Pressure sensors having ceramic platforms are applied for measuring pressures. Among these pressure sensors are absolute pressure sensors, which measure the absolute pressure acting on the measuring membrane relative to vacuum, relative pressure sensors, which measure the pressure acting on the measuring membrane relative to a reference pressure, such as e.g. the current atmospheric pressure, supplied to the pressure measuring chamber, as well as pressure difference sensors, which register a pressure difference between a first pressure acting on a first side of the measuring membrane and a second pressure acting on a second side of the measuring membrane.

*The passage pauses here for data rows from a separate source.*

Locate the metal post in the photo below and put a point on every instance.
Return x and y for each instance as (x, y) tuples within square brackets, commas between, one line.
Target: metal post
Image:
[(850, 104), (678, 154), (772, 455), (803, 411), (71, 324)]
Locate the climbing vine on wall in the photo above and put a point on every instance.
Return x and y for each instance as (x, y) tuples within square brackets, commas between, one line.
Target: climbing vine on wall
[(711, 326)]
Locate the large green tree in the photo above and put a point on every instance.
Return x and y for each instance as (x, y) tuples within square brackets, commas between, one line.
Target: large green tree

Pressure sensors are widely applied in almost all fields of industrial measurements technology. Ceramic platforms offer the advantage that they are not only thermally, chemically and mechanically very resistant, but also have a very high pressure resistance. Pressure sensors having ceramic platforms must be mounted at the location of use and be supplied via corresponding process connections or pressure supply lines, depending on sensor type, with the pressure to be measured, the pressure to be measured plus the reference pressure, respectively the two pressures, whose difference is to be measured.
For this, pressure sensors are applied e.g. in housings equipped with process connections, or in another manner connected with process connections and/or pressure supply lines. Housings, process connections and pressure supply lines are regularly built of metal, e.g. stainless steel.
The ceramic platform is, thus, regularly mechanically connected with at least one metal body via a pressure-tight connection.
In such case, there is the problem that ceramic has a thermal coefficient of expansion, which significantly differs from the thermal coefficient of expansion of the usually installed metal body. Ceramic materials have a thermal coefficient of expansion, which typically lies in the order of magnitude from 5 ppm/K to 8 ppm/K. In contrast, stainless steels have a clearly higher thermal coefficient of expansion in the order of magnitude above 16 ppm/K.